Effects of tDCS on Motor Cortex Plasticity

There were statistically significant changes in cortical mapping associated with tDCS intervention—less anterior and more lateral shift in the CoG of the affected hemisphere; however, the CoG shifts were not correlated with pain intensity or PLP decrease. These results support our previous findings²² and previous fMRI and TMS studies in upper limb amputees. These studies show that the presence of shift in representation was present only in amputees with PLP when compared to amputees without PLP but was not associated with the pain intensity or the treatment response.³⁵ These results are aligned with previous literature supporting the idea that PLP may in fact be associated with a preservation of sensorimotor representation rather than a reorganization.^36,37 Therefore, we hypothesize 2 independent circuits in PLP: one involved with cortical mapping representation and another one involved with PLP intensity. The cortical mapping representation seems to be correlated with the presence but not the intensity of PLP; this indicates that sensory deafferentation triggers PLP, but the intensity of PLP is likely modulated by circuits other than those inducing changes in cortical mapping. The directionality of the shift—less anterior and more lateral shift—should not be over interpreted since TMS mapping has low spatial resolution and changes in excitability could not accurately assess spatial location of structural brain changes.³⁸

The second important parameter we analyzed was intracortical excitability—inhibition and facilitation. We showed an increase in SICI response associated with the tDCS and PLP reduction. Our findings lend support to a previous study showing that excitatory rTMS stimulation of the primary motor cortex increases SICI response in patients with neuropathic pain—furthermore, these patients presented a decreased SICI response at baseline when compared with healthy subjects.³⁹ This study supports our hypothesis on the feedback loop between the M1 and the pain processing circuits. Therefore, increasing the activity of M1 by tDCS leads to increased inhibitory output and statistically significant pain relief.⁴⁰

Moreover, the tDCS intervention has a significant effect on increasing the ICF response; this seems to be a direct result of the motor cortex activation by tDCS. Previous literature also showed that higher ICF induced by anodal tDCS contributed to its analgesic effect.⁴¹ It is also important to point out that different groups of cortical interneurons mediate the SICI and ICF responses, and even though there are interactions between them, an increase in SICI does not inhibit an increase in ICF.⁴²

In addition, the changes observed here were recorded over the hand representation of the motor area in lower limb amputees. Even though we expected changes in motor representation in adjacent areas to the amputation, as suggested by previous literature,⁴³ we cannot rule out site-specific excitability changes.⁴⁴ That said, these changes in hand areas representation strengthens our hypothesis that the shift in representation over the motor cortex goes beyond the amputated areas, since cortical mapping representation seems to be correlated with the presence of PLP. Moreover, the tDCS stimulation was also performed in the M1 (correspondent to the “hand” area) with the goal of reducing neuropathic pain by changing motor cortex thalamic connectivity. Prior studies have shown that cortical stimulation applied over the motor cortex—hand area—leads to analgesic effects, regardless of the etiology or location of the pain.⁴⁵

Path Analysis: The Effect of the Intervention Is the Main Explanatory Pathway

Using path analysis, we showed that the effects of tDCS on PLP relief were not mediated by the individual improvements on the depression and anxiety scales; or by PLS or RLP changes.

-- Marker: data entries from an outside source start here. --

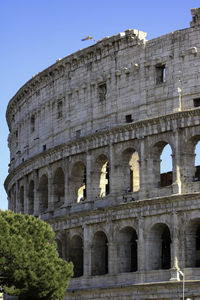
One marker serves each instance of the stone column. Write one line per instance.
(143, 168)
(87, 251)
(112, 258)
(88, 176)
(26, 198)
(175, 250)
(66, 172)
(50, 190)
(141, 248)
(111, 169)
(177, 166)
(17, 197)
(10, 199)
(36, 193)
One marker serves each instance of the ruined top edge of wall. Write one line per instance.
(133, 36)
(195, 12)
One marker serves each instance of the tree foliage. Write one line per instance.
(30, 266)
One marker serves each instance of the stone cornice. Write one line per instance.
(138, 130)
(131, 37)
(173, 203)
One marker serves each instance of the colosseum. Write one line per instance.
(86, 139)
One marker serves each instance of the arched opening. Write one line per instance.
(197, 242)
(32, 123)
(76, 255)
(14, 199)
(21, 199)
(59, 247)
(99, 254)
(103, 175)
(59, 188)
(31, 197)
(165, 169)
(128, 250)
(159, 241)
(193, 244)
(130, 171)
(197, 162)
(43, 193)
(78, 182)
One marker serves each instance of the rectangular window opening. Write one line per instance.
(129, 118)
(32, 124)
(78, 133)
(196, 102)
(59, 110)
(160, 74)
(102, 90)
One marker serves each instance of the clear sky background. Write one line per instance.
(34, 33)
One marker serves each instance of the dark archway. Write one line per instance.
(76, 255)
(59, 188)
(159, 241)
(100, 254)
(43, 193)
(31, 197)
(128, 250)
(21, 199)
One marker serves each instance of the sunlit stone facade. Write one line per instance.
(86, 138)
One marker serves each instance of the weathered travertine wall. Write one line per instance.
(86, 138)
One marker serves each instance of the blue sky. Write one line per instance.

As shown previously, the primary somatosensory and motor cortex play a key role in PLP development and maintenance and could be the main neurophysiological pathway to explain our direct effects.³ Another potential pathway involves the limbic system since it is a central relay that works filtering and transmitting information of nociceptive stimulus and pain perception.⁴⁶ However, we found no changes in depression and anxiety, despite of the strong analgesic effects. This is aligned with previous studies that assessed the psychological factors associated with limb amputees, they found no difference of anxiety and depression between phantom pain and no phantom pain groups,⁴⁷ or did not show any correlation between anxiety/depression and pain levels.⁴⁸ This lack of correlation was also present in other clinical trials showing significant analgesic effect but no significant group difference in depression and anxiety.^49,50 Therefore, this absence of mediatory effects of depression and anxiety suggests a lesser involvement of mood-related limbic pathways in PLP compared to somatosensory and motor pathways.

PLS as the Best Predictor of Response for tDCS

We found that PLP-PLS index and movement sensation were the best predictors for tDCS effects on PLP, meaning that participants with less PLS intensity compared with PLP intensity, or presence of movement sensation experienced greater analgesic effects. In our previous study, we found that movement sensation is a protective factor for the PLP intensity.²² Previous results showed that the movement sensation in the phantom limb is associated with higher activation in the contralateral M1 and somatosensory cortices than controls.⁴³ However, the other types of PLS engage a more extensive region, including parietal and occipital networks.⁴³ Therefore, we hypothesize the presence of movement sensation and predominance of PLP (higher PLP-PLS index) could represent a clinical sub-phenotype of patients with PLP. In this context, participants who have PLS can likely trigger somatosensory compensation mechanisms for the lack of sensory afferents. Therefore, tDCS of the motor cortex would have a less significant role, as shown in our results. On the other hand, covered MT had a significant effect on PLS; therefore, behavioral therapies focusing on somatosensory plasticity may have an effect mainly in participants with an active PLS system. Clinically sub-phenotyping patients with PLP provides the possibility of personalized pain treatment using noninvasive brain stimulation or other behavioral therapies.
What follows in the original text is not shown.